In this case user space typically leaves FDs around, but it doesn't
use them for anything.

> Also, BPF should not be a way to get around the filedesc resource limit.

all bpf tracing stuff is root only and maps are charged for every element.

> > Program only need the stable pointer to 'struct perf_event' which
> > it will use while running.
> > At the end it will call perf_event_kernel_release() which
> > is == put_event().
> > It was the case that 'perf_events' were normal refcnt-ed structures
> > and the last guy frees it.
> Sort-of, but user events are (or should be, rather) tied to the filedesc
> to account the resources used.
> There is also the event->owner field, we track the task that created the
> event, with your current scheme that is left dangling once userspace
> closes the last filedesc and you still have a ref open.
> > This put_event_last() logic definitely looks problematic.
> > There are no ordering guarantees.
> > User space may close FD, while struct perf_event is still alive.
> > The loop around perf_event_last() looks buggy.
> > I'm obviously missing the main goal of this patch.
> Right, so the patch in question tries to synchronously clean up
> everything related to the counter when we close the file. Such that the
> file better reflects the actual resource usage.
> Currently we do this async (and with holes).
> In short, user created event really should be filedesc based, yes we
> have event references, but those 'should' be short lived.

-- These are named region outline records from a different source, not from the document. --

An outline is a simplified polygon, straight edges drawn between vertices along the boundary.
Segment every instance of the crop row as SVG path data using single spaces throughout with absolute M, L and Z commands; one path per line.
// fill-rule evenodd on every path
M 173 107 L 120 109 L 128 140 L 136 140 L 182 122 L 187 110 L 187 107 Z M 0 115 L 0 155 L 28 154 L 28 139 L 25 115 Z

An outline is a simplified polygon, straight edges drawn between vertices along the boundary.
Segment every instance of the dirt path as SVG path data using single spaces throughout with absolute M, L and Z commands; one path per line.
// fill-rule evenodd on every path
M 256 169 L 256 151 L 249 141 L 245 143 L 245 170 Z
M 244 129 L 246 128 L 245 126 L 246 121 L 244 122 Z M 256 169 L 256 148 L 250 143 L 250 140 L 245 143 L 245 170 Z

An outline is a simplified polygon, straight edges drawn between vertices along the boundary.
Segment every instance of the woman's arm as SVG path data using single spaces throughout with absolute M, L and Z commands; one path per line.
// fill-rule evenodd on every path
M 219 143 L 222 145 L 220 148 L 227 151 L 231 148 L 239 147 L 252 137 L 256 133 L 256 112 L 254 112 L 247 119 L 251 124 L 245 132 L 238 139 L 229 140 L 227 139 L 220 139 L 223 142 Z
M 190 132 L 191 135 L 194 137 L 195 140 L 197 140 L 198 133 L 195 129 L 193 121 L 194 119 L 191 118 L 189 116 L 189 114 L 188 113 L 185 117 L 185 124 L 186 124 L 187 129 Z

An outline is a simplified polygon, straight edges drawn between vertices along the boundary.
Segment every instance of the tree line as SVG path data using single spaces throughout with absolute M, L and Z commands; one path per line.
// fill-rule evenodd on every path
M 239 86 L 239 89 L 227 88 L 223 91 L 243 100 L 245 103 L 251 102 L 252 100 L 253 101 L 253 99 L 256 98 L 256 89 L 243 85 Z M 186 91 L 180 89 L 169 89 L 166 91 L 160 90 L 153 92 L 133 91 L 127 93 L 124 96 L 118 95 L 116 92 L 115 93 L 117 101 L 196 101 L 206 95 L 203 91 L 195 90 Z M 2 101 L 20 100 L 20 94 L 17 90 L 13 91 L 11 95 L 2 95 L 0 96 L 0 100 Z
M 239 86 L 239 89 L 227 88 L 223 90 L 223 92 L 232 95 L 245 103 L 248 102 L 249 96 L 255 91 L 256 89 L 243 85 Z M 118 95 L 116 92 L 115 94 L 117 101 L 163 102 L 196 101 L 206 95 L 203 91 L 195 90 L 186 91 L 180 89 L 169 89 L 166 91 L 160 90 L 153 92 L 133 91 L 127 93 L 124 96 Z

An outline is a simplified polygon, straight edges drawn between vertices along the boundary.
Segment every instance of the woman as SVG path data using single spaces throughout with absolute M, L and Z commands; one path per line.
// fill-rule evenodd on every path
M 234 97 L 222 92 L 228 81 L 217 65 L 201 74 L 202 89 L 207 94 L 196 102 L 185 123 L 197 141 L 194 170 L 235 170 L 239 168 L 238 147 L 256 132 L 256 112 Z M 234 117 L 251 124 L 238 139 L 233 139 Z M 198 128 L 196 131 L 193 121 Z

I'm still missing why it's the problem.
Which counter do you want to bump as part of perf_event_get() ?
still event->refcount, right?
but the same perf_event can be stored in multiple bpf maps
and many bpf programs can be using it, while nothing can
possibly prevent the user space to do close(perf_event_fd)
while programs are still running and collecting tlb miss data
from the counters.
So what do you propose?